Когда самолет отыскал свою посадочную полосу – мне действительно трудно сказать, была ли это двух- или четырехмоторная машина, – я вернул ему кольцо. Обвиняемый надел кольцо на палец, вторично использовав свой платочек как оберточный материал, и пригласил меня составить ему компанию.
Все это происходило седьмого июня одна тысяча девятьсот пятьдесят первого года. В Герресхайме, на конечной остановке трамвая, мы не сели в трамвай, а взяли такси. Обвиняемый и в дальнейшем при каждом удобном случае проявлял щедрость по отношению ко мне.

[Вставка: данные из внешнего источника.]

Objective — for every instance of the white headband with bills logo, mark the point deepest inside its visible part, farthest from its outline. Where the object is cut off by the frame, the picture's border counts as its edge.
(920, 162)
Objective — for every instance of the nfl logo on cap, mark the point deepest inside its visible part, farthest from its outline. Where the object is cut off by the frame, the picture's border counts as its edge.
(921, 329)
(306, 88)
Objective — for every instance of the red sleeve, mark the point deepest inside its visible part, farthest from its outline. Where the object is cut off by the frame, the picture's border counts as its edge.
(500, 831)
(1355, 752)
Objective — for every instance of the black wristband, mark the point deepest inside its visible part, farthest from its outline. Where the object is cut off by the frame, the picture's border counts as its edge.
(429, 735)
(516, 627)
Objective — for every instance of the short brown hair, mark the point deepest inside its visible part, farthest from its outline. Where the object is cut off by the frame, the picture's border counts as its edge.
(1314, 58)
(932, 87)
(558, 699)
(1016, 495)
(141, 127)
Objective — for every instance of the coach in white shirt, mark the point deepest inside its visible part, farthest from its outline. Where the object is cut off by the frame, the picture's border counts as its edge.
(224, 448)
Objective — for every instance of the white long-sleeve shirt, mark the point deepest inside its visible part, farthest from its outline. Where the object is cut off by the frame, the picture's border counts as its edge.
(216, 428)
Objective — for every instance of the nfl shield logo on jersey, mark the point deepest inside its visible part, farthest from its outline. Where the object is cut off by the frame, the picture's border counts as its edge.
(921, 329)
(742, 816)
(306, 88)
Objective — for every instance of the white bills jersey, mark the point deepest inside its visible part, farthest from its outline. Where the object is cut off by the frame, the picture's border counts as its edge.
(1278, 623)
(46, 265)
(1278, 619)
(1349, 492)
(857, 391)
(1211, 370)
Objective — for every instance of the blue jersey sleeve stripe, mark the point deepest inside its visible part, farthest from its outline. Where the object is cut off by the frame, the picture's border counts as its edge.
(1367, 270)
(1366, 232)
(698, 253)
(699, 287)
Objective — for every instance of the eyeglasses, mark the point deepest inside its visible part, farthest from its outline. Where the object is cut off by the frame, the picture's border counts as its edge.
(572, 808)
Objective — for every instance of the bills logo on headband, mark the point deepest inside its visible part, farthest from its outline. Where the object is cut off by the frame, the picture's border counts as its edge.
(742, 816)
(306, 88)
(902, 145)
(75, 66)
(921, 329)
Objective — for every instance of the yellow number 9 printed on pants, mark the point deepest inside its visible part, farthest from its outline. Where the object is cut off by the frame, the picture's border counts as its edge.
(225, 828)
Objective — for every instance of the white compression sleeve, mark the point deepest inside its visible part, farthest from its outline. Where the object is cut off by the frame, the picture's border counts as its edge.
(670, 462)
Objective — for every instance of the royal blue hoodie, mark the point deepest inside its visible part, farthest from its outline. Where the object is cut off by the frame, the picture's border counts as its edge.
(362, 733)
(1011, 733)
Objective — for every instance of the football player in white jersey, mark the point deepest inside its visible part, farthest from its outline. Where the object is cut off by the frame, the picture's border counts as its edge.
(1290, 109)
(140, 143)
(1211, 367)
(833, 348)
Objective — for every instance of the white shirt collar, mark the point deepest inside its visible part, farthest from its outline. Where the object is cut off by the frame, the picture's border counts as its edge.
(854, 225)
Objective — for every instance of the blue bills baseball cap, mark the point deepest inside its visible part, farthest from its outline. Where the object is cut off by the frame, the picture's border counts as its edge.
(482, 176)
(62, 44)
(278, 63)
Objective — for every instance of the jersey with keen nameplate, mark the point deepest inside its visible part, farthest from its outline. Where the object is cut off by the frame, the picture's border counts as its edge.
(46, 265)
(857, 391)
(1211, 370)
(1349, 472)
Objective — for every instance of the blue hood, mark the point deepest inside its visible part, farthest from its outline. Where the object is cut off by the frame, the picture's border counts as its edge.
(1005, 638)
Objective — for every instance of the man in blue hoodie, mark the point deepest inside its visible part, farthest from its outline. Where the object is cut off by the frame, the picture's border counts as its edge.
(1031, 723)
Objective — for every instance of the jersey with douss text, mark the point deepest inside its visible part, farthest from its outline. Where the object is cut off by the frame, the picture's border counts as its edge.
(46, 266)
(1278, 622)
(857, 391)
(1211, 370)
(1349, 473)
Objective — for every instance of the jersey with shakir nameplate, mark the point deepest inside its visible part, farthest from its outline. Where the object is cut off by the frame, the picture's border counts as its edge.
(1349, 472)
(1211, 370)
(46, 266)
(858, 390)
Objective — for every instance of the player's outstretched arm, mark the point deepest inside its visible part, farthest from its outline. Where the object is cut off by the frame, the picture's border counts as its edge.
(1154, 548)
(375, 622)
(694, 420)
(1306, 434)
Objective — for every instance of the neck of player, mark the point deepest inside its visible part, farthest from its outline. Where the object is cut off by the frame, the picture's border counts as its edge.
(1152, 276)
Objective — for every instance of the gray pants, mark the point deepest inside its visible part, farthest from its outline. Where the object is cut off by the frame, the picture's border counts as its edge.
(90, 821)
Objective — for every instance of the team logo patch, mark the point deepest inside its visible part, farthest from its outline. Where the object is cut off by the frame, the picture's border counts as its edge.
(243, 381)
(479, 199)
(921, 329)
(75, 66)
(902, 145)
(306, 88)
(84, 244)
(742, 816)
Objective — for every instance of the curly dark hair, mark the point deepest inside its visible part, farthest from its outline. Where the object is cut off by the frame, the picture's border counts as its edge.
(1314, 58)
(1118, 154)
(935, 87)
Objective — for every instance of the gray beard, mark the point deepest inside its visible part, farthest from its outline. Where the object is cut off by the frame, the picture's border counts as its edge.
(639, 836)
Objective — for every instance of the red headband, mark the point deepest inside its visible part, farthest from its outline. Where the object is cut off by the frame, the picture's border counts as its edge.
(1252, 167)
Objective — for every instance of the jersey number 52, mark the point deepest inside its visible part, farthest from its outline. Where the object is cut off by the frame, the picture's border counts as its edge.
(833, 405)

Мы поехали в город, оставили такси ждать перед бюро проката собак возле церкви Святого Роха, отдали собаку Люкса, снова сели в такси, и оно повезло нас через весь город, через Бильк, Обербильк, на Верстенское кладбище, там господину Мацерату пришлось уплатить более двенадцати марок, и лишь потом мы наведались в мастерскую надгробий, к каменотесу по имени Корнефф.
В мастерской было очень грязно, и я порадовался, что Корнефф выполнил поручение моего друга всего за час. Пока мой друг подробно и с любовью описывал мне инструменты и различные виды камня, господин Корнефф, не обмолвившийся ни словом по поводу пальца, сделал с него гипсовый слепок без кольца. Я вполглаза следил за его работой: ведь палец предстояло подвергнуть предварительной обработке, – иными словами, его натерли жиром, обвязали по краю ниткой, потом покрыли гипсом и ниткой разрезали форму до того, как гипс затвердеет. Хотя для меня, оформителя по профессии, изготовление гипсовых отливок не содержало ничего нового, этот палец, едва оказавшись в руках у каменотеса, стал каким-то неэстетичным, и его неэстетичность исчезла, лишь когда обвиняемый после удачного изготовления слепка снова взял палец, очистил от жира и обернул своим платочком. Мой друг оплатил работу каменотеса. Поначалу тот не хотел брать с него деньги, поскольку считал господина Мацерата своим коллегой. К тому же он добавил, что господин Мацерат в свое время выдавливал у него фурункулы и тоже ничего за это не брал. Когда отливка застыла, каменотес разобрал форму, добавил к оригиналу слепок, пообещав в ближайшие же дни сделать еще несколько слепков, и через свою выставку надгробий вывел нас на Молельную тропу.